What happens if you sell your main home for a capital gain?
If you sell your main home for a capital gain, you could potentially exclude up to $250,000 of that gain from your income. This value changes if you file a joint return with your spouse. In that case, you might be able to exclude closer to $500,000 of the gain from the income you will be taxed on by the IRS.
Homeowners who choose to exclude all the gain they received from the sale of their home do not automatically need to report the sale of their home on their tax return. However, if the real estate agency, closing company or mortgage lender issued Form 1099-S, Proceeds from Real Estate Transactions, to the sellers of the home, then this is no longer true.
What if you experience a loss when selling your main home?
Not all sales of homes result in a capital gain. Sometimes, homeowners who sell their homes experience a loss instead. This can occur when the main home sells for less than what the homebuyers originally paid for it. In that case, the loss is not deductible.
What if you own more than one home?
If you are the owner of more than one home, you can only exclude the gain that you received from the sale of your main home. For the other home or homes that you sold, you must pay taxes on the gains from those sales.
If you don’t qualify for the opportunity to exclude all taxable gain from your income, then you need to report the gain from the sale of your home when filing your tax return. If you receive Form 1099-S, you are required to report the sale of the home on your tax return even if you do not have any taxable gains to report.

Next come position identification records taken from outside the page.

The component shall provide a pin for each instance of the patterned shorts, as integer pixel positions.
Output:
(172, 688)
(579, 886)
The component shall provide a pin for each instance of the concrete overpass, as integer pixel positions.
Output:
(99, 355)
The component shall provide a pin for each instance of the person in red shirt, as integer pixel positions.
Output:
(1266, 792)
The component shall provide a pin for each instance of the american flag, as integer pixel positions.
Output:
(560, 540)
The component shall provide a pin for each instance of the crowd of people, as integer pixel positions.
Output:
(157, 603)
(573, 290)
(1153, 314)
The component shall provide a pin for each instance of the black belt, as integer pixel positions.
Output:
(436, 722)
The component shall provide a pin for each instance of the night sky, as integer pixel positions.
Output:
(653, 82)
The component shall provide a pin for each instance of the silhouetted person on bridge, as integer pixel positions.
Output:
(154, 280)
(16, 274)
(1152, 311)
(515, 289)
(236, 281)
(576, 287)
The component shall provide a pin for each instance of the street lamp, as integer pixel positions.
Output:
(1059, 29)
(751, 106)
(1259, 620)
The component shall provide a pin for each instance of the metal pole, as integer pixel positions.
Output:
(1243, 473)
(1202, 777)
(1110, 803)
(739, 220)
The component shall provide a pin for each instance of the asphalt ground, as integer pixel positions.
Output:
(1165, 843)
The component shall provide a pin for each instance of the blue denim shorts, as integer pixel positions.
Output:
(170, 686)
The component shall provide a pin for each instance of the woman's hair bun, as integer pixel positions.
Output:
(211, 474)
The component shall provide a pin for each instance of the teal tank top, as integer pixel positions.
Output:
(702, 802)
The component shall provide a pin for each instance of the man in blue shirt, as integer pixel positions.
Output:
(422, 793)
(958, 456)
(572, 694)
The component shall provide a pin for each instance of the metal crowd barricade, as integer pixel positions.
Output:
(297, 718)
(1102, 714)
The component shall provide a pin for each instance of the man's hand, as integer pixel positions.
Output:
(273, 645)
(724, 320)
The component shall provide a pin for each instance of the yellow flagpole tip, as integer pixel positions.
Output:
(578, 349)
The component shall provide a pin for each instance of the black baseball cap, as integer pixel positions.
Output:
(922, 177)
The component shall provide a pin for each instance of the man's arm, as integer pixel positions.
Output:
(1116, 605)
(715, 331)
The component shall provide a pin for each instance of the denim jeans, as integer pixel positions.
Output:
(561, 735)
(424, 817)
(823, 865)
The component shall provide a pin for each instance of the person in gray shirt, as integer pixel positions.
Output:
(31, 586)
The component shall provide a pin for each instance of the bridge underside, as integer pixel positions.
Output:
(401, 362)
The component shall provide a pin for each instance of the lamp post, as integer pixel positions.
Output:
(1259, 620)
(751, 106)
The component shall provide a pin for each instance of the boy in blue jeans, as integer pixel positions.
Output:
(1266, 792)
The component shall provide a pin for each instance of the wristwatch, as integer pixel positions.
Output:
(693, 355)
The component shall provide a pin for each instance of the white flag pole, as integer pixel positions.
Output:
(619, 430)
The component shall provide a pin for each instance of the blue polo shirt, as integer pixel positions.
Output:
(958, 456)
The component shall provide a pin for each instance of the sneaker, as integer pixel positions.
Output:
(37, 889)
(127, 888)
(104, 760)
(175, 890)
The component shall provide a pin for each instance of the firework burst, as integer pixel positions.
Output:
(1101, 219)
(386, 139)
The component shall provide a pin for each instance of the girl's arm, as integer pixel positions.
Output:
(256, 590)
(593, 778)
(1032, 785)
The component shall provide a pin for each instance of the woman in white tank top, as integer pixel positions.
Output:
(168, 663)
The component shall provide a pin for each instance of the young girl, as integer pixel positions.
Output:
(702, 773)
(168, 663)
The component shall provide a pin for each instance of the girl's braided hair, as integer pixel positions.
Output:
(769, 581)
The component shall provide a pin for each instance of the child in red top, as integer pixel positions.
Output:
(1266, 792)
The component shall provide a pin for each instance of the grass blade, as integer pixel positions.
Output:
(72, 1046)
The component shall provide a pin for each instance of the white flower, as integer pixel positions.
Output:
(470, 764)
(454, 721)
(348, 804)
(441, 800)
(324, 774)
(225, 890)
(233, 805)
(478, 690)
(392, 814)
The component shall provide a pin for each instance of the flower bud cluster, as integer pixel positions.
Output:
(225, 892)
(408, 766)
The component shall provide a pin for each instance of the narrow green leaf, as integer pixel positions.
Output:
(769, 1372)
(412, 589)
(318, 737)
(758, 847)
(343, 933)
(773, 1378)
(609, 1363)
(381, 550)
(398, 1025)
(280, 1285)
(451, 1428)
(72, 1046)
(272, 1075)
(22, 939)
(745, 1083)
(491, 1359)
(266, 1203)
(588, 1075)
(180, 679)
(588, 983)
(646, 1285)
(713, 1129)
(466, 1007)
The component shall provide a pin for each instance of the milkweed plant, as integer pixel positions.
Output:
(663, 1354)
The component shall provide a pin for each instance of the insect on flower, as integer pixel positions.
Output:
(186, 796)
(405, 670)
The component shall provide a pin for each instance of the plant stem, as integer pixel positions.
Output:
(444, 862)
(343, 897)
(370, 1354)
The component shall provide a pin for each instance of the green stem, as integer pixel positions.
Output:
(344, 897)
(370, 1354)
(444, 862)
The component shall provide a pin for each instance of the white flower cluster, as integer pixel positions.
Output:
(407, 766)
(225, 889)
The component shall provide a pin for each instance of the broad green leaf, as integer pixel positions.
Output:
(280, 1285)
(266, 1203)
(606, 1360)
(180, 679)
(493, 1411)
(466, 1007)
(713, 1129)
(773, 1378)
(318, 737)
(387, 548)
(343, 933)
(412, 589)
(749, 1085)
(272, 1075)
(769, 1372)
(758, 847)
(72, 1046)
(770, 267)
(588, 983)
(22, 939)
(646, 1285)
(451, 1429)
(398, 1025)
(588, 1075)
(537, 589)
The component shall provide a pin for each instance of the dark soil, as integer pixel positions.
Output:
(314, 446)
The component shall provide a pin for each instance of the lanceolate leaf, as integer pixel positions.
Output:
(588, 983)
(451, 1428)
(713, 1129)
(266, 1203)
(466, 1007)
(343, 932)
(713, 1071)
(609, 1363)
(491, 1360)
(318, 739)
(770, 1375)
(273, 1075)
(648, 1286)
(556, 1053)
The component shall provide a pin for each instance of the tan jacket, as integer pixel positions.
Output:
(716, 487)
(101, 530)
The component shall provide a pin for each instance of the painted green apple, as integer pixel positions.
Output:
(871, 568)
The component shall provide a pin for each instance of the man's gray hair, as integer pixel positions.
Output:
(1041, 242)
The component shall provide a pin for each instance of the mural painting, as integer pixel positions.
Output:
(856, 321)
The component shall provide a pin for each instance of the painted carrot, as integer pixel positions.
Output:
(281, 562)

Other tax considerations to think about
Generally speaking, you have to report forgiven or canceled debt on your tax return. It must be reported as income even if you have a mortgage workout, experienced a foreclosure or had other mortgage debt canceled in your name. That said, there are exceptions to this rule.
For instance, the rules are different if you have a disability. This is also true if you are a member of the military, part of the intelligence community or a Peace Corps worker. For example, if military personnel live in their home for two out of the 15 years that they own it, they will qualify for the exclusion of capital gains when filing taxes.
For more information on tax considerations to make when selling your home, refer to the following IRS resources:
- Publication 523, Selling Your Home.
- Publication 4681, Canceled Debts, Foreclosures, Repossessions and Abandonments (for Individuals).
- “How Do I Report the Debt Forgiven My Residence Due to Foreclosure, Repossession, Abandonment, or Because of a Loan Modification or Short Sale?”
As a general rule of thumb, you’ll need to obtain and fill out Form 1099-C, Cancellation of Debt. You should be able to get this form directly from your mortgage lender. If you need to address the cancellation of your debt online, you can do so via the official IRS website.
Additionally, you can refer to Topic No. 703, Basis of Assets. This document explains the concept of a basis, which is typically the amount of your capital investment in property for tax purposes. You can use your basis to determine the value of depreciation, amortization, depletion, casualty losses, and any gain or loss on the sale of your home.
In most situations, the basis of an asset is its cost to you. In other words, it is the amount of money you paid in cash for the asset, debt obligations and the cost of other properties or services.
As always, consult with a tax professional to fully understand the tax-related considerations you should make when selling your home. That way, you can lower your risk of taking a tax hit that you could have avoided.